I was wearing the earrings you bought me for my birthday. You forgot to send the card, which you know is my favourite part, but wrote to me on Messenger and said — one heart is yours and one is mine. When you wear them both, we are together.
You’re leaving soon, and the light is changing, and nothing is ever staying the same, and it will be hard, and it will be right, and I will miss you.

— For E.

Falling short of it

You make me feel like
lighting Ponsonby on fire and
running away with the Lynx can laughing.

I wish I was a private school girl with an inheritance
and a house. We’d lie back and fold up together
like two deck chairs swooning.

Instead, there’s only this.
Cupping our hands around thin air smiling
about everything we don’t have.

For a while
it is everything.
And it is enough.

Late night, burning planet

Nights, it’s still cold and still quiet.
On our rented balcony and imprecious time, while inside keeps glowing. I’ve spent my whole life wishing I would end up here and still, its pleasures and dangers are not enough.

At work, I’m writing a document they’re calling, ‘The most important prediction of the future of humanity,’ which claims that everything good we used to have will eventually be gone. Sometimes, when the wind picks up its wild dust, it’s all I can think about.

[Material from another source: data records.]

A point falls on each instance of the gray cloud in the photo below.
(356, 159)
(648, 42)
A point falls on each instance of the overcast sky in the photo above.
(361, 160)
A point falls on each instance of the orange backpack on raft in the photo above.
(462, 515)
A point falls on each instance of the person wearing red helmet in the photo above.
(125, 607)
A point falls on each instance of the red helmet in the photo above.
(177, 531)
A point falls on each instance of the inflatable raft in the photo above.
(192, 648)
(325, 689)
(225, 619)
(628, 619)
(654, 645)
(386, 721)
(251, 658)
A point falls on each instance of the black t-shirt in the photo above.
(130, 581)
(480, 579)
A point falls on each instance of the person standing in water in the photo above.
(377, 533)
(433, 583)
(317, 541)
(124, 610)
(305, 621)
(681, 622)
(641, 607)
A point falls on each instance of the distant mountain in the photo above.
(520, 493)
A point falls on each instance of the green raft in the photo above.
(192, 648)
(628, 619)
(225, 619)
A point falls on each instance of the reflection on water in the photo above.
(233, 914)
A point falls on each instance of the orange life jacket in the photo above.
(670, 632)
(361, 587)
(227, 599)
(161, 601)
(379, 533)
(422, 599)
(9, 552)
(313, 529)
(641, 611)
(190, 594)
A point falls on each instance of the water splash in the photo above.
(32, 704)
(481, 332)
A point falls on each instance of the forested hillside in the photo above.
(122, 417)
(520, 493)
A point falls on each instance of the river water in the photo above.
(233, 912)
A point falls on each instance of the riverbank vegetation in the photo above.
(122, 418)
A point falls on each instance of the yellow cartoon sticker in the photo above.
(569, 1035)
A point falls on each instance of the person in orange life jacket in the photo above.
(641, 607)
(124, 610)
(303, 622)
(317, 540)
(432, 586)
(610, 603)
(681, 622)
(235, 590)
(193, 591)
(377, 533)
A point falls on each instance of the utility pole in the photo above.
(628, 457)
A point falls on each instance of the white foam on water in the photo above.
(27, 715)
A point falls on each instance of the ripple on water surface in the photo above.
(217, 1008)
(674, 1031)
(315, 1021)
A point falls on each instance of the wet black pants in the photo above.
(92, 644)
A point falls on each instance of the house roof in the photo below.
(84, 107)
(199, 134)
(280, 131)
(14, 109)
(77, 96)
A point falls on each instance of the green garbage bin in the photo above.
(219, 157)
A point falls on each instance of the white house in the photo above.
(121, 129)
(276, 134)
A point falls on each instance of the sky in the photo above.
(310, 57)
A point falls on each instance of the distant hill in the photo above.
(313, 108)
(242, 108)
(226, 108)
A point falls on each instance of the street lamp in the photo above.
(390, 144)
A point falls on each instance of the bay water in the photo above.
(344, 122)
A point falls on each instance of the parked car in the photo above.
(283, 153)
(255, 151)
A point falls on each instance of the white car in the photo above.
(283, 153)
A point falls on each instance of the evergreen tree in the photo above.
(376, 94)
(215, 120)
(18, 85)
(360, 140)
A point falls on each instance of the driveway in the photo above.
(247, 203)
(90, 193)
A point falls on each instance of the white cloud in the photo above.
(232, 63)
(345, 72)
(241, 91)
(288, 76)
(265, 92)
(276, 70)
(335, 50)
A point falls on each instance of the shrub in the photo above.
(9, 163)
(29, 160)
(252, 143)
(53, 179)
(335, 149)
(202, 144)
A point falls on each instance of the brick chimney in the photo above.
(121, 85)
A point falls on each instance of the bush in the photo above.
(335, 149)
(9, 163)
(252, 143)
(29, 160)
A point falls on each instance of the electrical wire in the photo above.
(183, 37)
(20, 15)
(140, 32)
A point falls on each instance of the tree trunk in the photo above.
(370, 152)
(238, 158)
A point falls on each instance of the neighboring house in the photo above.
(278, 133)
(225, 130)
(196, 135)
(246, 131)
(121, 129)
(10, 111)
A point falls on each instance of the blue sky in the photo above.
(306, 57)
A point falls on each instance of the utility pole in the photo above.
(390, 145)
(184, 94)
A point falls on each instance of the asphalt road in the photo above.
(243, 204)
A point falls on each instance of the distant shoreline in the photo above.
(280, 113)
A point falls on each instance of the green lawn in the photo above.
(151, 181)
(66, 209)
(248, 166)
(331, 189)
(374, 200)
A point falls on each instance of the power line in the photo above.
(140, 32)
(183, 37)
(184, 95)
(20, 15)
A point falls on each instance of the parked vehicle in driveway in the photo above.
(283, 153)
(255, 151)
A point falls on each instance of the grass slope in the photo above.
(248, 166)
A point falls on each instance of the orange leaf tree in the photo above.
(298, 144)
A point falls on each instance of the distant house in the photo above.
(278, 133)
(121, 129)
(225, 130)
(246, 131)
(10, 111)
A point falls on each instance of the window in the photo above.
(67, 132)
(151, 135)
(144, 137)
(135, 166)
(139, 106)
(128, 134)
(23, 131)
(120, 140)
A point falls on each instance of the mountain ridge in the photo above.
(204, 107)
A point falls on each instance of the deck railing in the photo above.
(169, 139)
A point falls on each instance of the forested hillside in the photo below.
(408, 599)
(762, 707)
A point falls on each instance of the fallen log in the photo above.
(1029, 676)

I drink my beer. I play my song. I leave a voice note in case a plane goes down, and someone I love doesn’t know it yet. The yellow lights illuminate the thin trees below and everyone’s recycling spills onto the street.

At the end of everything, when we all turn into birds, I just want to fly over my own life, look back and know
I did everything I could.

Paris

(As part of the ‘Requested’ series)

I miss Paris today.
What a cunty thing to say.
I miss that I once was
that impossible girl
who didn’t grow up in a small
part of nowhere
but a big part of something
larger than herself.
Trailing along that romantic
road, all hot and unsure.
Being anywhere else
beyond right there and
right there an option so
desperately impossible.


High school boyfriends

(As part of the ‘Requested’ series)

I went back down to that dark place
The Veils were playing,
you and I were driving out to that wild coast —

me, behind you in my red car flashing
telling you how I was feeling around
those precarious bends.

You pulling over, touching me on the mouth,
punching me in the stomach and saying —
nothing like this again, ok?

We thought Grey Lynn Park was somewhere
in America, and forever a
terrible game.

You know what I mean when I say
I’ll never feel that way (about the world)
again.

Criminal that someone could ever be
so young
and not stay like that forever.

Go stealing

November in Maungawhau,
you should pull through the heat
and take the wild flowers
before they close for the season.

I know because I went up there
after a week of bad emails
that didn’t change my life
and took as many as I could.

Arms full, bright and dying.
That’s what they say –
Don’t make good ideas,
just steal them.

Cut their stems on a diagonal and
put them in a glass place
everyone can see - don’t think
about it further than that.

Up there, on the hill  in the
blue light. The wind picked up
in the high grass so
hot and angry.

What is it that’s turning over in me?
I’m tired.
I’m wonderful.
None of this will matter.

Te Paki

Remember how you died?
How I was so far away.
How it was to watch your parents pare each other down to the bone.
How unsure it felt to be alive.
How everything else just kept circling? 

In Te Paki there’s that same kind of
spiritual sadness -
a paradise being lost.
Up there in the dunes, the sky changes every minute and in one quick wind, you don’t know
where you are anymore. 

We hiked up there the other week,
the sun bleeding, lungs heaving. And
I’m sure it was you who came to me. Softly in the sand-wind -
that small weight, that anchor
that followed me all that time
lifted itself up and left.

Defying the odds

Let us go there then.

Sun drunk in the afternoon and
missing deadlines and being bad friends.

Cheap hotel lights on the highway and
sand chairs sunken in.

Coffee spinning on the microwave plate and
measuring my days with the lengths of your arms.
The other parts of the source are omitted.